Il paradosso dei raffreddori protettivi
Lo studio, pubblicato sul Journal of Infectious Diseases, ha monitorato per quasi un anno oltre 4.100 individui in 1.400 famiglie americane. I ricercatori del National Jewish Health hanno osservato che chi aveva contratto di recente un’infezione da rinovirus - il principale responsabile del raffreddore comune - aveva meno probabilità di essere colpito dal SARS-CoV-2 nelle settimane successive.
Il segreto risiede nella risposta immunitaria innata: i rinovirus stimolano una forte produzione di interferoni, proteine che agiscono da sistema di allerta precoce, preparando le vie respiratorie a respingere altri virus.
Perché i bambini si ammalano meno
Attraverso migliaia di tamponi nasali auto-raccolti, i ricercatori hanno analizzato la presenza di diversi patogeni respiratori. È emerso che i bambini possiedono naturalmente livelli più elevati di geni legati agli interferoni rispetto agli adulti, risultando biologicamente più pronti a difendersi da nuove infezioni.

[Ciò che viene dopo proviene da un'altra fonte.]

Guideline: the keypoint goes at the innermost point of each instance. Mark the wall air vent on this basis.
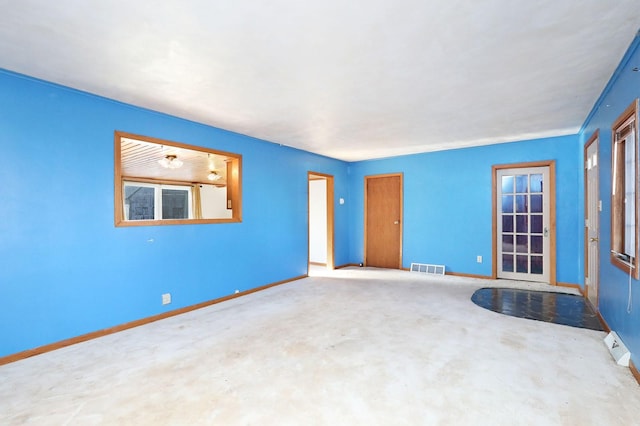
(618, 350)
(426, 268)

“I nostri risultati indicano che un raffreddore recente può dare all’organismo un vantaggio iniziale nella lotta contro il coronavirus, impedendogli di attecchire”, spiega Max Seibold, autore senior dello studio. Questa osservazione fornisce una chiave di lettura al mistero della relativa protezione dei più piccoli durante la pandemia.

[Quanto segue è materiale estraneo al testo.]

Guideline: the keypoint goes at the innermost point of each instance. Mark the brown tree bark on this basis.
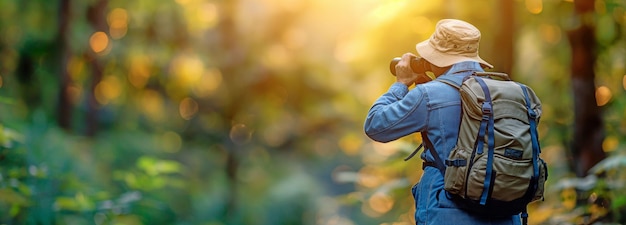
(503, 51)
(586, 149)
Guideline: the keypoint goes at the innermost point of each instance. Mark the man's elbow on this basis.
(376, 135)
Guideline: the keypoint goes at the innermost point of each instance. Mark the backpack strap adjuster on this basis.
(456, 162)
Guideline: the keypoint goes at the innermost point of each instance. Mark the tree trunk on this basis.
(586, 149)
(503, 51)
(64, 107)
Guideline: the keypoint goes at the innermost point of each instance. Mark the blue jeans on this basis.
(433, 206)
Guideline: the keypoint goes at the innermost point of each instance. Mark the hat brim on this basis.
(442, 59)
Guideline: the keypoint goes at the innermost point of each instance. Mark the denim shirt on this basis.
(433, 107)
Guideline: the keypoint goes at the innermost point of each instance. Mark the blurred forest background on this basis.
(251, 111)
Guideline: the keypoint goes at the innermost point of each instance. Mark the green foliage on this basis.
(250, 112)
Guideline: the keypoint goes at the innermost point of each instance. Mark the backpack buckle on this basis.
(487, 109)
(456, 162)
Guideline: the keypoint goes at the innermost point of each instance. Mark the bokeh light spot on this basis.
(534, 6)
(107, 90)
(151, 104)
(208, 83)
(99, 42)
(139, 73)
(188, 108)
(610, 143)
(118, 23)
(603, 95)
(188, 69)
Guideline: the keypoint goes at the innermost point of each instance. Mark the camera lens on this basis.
(417, 65)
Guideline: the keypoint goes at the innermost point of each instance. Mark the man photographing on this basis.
(432, 109)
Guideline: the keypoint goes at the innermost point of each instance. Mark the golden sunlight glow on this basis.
(294, 39)
(603, 95)
(610, 143)
(199, 15)
(348, 48)
(118, 23)
(108, 90)
(277, 56)
(208, 83)
(139, 71)
(550, 33)
(188, 69)
(99, 42)
(421, 25)
(381, 202)
(151, 104)
(534, 6)
(188, 108)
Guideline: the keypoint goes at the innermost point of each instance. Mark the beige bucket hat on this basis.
(453, 41)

Dalla biologia alle applicazioni cliniche
Il fenomeno, noto come interferenza virale eterologa, era già stato osservato in altri contesti, ma è la prima volta che viene documentato in maniera prospettica contro il COVID-19. La scoperta apre possibilità interessanti per sviluppare nuove strategie preventive, soprattutto per le persone più vulnerabili.
Camille Moore, prima autrice dello studio, avverte però: “Questo non significa che le persone debbano cercare di prendere un raffreddore. Ma capire come un virus influenzi la risposta a un altro potrebbe aiutarci a trovare nuove forme di protezione”.
La ricerca, parte del progetto HEROS che ha seguito l’evoluzione della pandemia dal 2020 al 2021, conferma che i bambini avevano una probabilità sei volte inferiore di sviluppare COVID sintomatico. Ora, grazie a questo lavoro, sappiamo che un ruolo chiave potrebbe essere stato giocato proprio dalle infezioni virali pregresse.